Cross Validation Feature Parameters/Aggregate Statistics

If part of our feature transformation requires an aggregated variable across training years, do we need to hold out data from that training year when computing the aggregated statistics? Or can we compute the aggregate statistics once and use them for every iteration of the LOOCV?

Hi @oshbocker,

Including test data in aggregate statistics computed for feature processing is a form of leakage. You should recompute the aggregate statistics per cross-validation iteration where the test year is excluded.

To clarify, wouldn’t the aggregate statistic only be considered data leakage if it contained data within the forecast year that is beyond the issue date? For example, if we computed the average temperature for a location on December 31st across all training years, including the test year, and then used that aggregate statistic for an inference on January 1st, would that be considered data leakage?

Per the problem formulation of this competition, water years are considered units of observation. The full water year for the forecast year should be held out and considered test data. This is documented in the “Time and data use” section of the competition documentation.

Hi @jayqi and @oshbocker,

My apologies, but I’ve gotten a little confused since reading this thread. Let’s take the example of a simple baseline method that always predicts the mean annual flow volume for a given site. Let’s arbitrarily say that it’s Libby Reservoir Inflow, and it’s 100 KAF of streamflow (I’m making that number up for simplicity, it’s quite unrealistic). So are we saying that the mean flow volume (100 in this example) has to be recalculated without the holdout year values, or is it okay to use the values from the holdout year (via their inclusion in the calculation of the overall mean) and not recalculate the mean every time you change the test year?

@mmiron Including the annual flow from the holdout year as part of your mean is using test data in fitting a parameter of your model, and this is a form of leakage. Correctly avoiding leakage means that your fitted model should not use any information from the holdout year. So, the correct way to do cross-validation is to recalculate your mean each cross-validation iteration where the holdout year is excluded from the mean.

Including any data from your test set in fitting the parameters of a feature is leakage. This is a standard understanding in what constitutes leakage in machine learning.

For example, from the scikit-learn docs on cross-validation:

Just as it is important to test a predictor on data held-out from training, preprocessing (such as standardization, feature selection, etc.) and similar data transformations similarly should be learnt from a training set and applied to held-out data for prediction:

From the scikit-learn docs on “Data leakage”:

A common cause is not keeping the test and train data subsets separate. Test data should never be used to make choices about the model. The general rule is to never call fit on the test data. While this may sound obvious, this is easy to miss in some cases, for example when applying certain pre-processing steps.

Although both train and test data subsets should receive the same preprocessing transformation (as described in the previous section), it is important that these transformations are only learnt from the training data. For example, if you have a normalization step where you divide by the average value, the average should be the average of the train subset, not the average of all the data. If the test subset is included in the average calculation, information from the test subset is influencing the model.

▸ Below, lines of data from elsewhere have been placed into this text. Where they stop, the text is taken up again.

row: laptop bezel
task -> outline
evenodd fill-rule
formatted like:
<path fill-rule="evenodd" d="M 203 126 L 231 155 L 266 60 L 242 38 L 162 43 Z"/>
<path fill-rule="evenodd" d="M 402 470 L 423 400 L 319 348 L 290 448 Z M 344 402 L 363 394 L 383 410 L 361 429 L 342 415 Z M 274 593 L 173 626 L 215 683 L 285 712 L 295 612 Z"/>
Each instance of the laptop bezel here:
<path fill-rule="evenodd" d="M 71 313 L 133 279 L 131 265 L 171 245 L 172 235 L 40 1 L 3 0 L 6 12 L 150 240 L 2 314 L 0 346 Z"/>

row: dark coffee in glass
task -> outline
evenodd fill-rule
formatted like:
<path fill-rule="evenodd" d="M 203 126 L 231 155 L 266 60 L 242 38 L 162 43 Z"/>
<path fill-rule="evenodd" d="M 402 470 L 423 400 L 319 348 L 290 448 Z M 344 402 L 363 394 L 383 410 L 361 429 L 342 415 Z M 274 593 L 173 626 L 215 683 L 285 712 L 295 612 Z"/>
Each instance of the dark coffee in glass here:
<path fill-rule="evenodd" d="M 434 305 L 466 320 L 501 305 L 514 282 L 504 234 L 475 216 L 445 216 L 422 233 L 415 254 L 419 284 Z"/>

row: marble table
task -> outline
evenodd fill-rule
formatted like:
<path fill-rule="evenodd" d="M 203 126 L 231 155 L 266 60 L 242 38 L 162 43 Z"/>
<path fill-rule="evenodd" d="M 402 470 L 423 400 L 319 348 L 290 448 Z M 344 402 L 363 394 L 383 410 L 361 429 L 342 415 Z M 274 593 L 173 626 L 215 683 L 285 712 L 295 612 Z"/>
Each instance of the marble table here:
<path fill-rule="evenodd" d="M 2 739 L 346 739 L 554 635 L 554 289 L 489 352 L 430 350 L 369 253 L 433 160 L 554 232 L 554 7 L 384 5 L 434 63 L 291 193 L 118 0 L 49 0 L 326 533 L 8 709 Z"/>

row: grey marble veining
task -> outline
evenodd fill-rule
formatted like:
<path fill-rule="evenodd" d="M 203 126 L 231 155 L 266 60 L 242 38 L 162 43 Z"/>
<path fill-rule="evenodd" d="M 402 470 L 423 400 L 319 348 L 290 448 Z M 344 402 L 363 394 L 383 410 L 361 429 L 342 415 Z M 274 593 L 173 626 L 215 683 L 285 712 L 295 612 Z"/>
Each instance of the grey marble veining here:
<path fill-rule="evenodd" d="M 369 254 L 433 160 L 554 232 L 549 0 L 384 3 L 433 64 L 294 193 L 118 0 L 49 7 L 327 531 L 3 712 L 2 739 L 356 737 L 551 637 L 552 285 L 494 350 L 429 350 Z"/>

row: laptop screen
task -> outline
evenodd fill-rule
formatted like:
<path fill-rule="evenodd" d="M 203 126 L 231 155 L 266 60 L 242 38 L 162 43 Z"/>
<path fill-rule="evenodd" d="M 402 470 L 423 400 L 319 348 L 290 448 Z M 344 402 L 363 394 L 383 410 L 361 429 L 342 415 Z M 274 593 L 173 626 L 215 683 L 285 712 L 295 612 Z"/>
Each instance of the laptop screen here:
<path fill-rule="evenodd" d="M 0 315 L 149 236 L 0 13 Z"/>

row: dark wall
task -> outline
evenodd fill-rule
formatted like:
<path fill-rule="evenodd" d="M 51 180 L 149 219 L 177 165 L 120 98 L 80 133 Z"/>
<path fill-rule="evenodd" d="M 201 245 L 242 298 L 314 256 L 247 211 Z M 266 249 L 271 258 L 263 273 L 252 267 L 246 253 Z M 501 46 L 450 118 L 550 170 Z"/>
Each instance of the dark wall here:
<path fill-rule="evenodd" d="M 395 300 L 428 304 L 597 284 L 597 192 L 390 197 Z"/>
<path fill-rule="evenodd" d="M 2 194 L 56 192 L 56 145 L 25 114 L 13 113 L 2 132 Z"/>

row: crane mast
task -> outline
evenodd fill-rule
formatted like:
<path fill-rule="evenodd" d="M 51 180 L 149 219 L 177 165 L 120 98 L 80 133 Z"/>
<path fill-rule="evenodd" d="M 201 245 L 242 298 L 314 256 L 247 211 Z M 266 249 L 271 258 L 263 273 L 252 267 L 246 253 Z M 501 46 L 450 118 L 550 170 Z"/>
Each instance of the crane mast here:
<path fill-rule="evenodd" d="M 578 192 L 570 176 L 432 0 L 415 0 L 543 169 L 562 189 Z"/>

From the Wikipedia article on leakage:

Premature featurization; leaking from premature featurization before Cross-validation/Train/Test split (must fit MinMax/ngrams/etc on only the train split, then transform the test set)

A StackExchange answer to “Featurization before or after dataset splitting” (additional discussion about why in link):

we have to do “feature extraction” from our training data only.

Another StackExchange answer to “Data normalization before or after train-test split?”

Normalization across instances should be done after splitting the data between training and test set, using only the data from the training set.

This is because the test set plays the role of fresh unseen data, so it’s not supposed to be accessible at the training stage. Using any information coming from the test set before or during training is a potential bias in the evaluation of the performance.

I probably wouldn’t have asked if I had given myself another hour to consider it, but it was a genuine question – though as it turns out (after double checking), it’s irrelevant in my case. Thank you for your thorough and concrete response, as always.

1 Like